2011 Festival de Cannes

Here we are again in May 2011 for a new edition of the Cannes Film Festival. The story continues, the story begins, the story is invented and re-invented every year and at the same time, the festival team and the city of Cannes prepare to greet artists and professionals from around the world. With, shall we say, love, appetite and impatience.
For it seems that floating on the Croisette is a scent of lightness, desire and peace. If each edition has a particular mood, 2011 is already, even before the first screen lights up, very exciting. Why, how and when does public opinion decides that "Cannes will be great this year"? It's a mystery ... and rightly so. Consider what is required: the enthusiasm of the press at the announcement of the selection on April 14th, the arrival of the greatest filmmakers, actors and other film artists, the massive return of professionals, film-buffs, and a vibrant Film Market. As to the weather, unless our favorite Icelandic volcano acts alone over the skies of Europe, we have done everything to make it perfect.

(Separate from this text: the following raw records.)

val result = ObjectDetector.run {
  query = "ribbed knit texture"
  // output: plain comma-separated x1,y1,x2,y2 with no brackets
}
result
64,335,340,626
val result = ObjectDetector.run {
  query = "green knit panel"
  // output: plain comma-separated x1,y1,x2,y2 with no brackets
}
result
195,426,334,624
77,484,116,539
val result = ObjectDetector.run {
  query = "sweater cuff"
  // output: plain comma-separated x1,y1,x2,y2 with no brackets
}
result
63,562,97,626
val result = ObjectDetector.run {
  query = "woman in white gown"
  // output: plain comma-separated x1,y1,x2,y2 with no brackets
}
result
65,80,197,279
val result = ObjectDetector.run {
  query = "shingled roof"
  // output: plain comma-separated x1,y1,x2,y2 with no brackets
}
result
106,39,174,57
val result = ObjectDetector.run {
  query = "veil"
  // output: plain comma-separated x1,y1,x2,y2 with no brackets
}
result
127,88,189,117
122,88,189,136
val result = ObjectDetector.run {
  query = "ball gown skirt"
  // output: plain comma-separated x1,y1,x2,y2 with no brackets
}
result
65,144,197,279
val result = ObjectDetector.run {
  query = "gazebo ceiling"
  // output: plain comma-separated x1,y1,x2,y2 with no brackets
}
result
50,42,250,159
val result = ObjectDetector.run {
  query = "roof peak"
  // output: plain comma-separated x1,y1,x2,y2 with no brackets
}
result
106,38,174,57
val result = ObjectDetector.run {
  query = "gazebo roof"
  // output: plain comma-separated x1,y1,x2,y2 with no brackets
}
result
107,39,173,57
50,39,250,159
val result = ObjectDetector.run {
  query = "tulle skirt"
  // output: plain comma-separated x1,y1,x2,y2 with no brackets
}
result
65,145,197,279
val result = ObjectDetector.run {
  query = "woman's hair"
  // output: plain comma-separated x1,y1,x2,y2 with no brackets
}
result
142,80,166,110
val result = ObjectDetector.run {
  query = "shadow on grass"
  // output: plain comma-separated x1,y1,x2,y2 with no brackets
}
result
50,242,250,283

This year, Cannes has installed a little innovation here and there: As a guest, Egyptian film culture, home of great cinema, has signaled to the world their desire for democracy and freedom and like Tunisia, which will is also present, shows how cinema moves to the rhythm of world events; a feast of selections for film crews to meet each other rather than in competition or rivalry, or the stress of an audience’s reaction; Jean-Paul Belmondo, back in Cannes to receive an ovation from the world of cinema; a Palme d'Or of Honor awarded at the opening ceremony to Bernardo Bertolucci from the Jury President Robert De Niro, as his actor in 1900, will look on with fondness.
Between Woody Allen’s Midnight in Paris at the opening of the festival and The Beloved by Christophe Honore closing, Cannes will deploy its charm, its mysteries and traditions: fifty films in the Official Selection, dozens of guests every day, hundreds of screenings, thousands of film-buffs. The Carnival of Animals too, by Camille Saint-Saens. We never tire of it either. Music!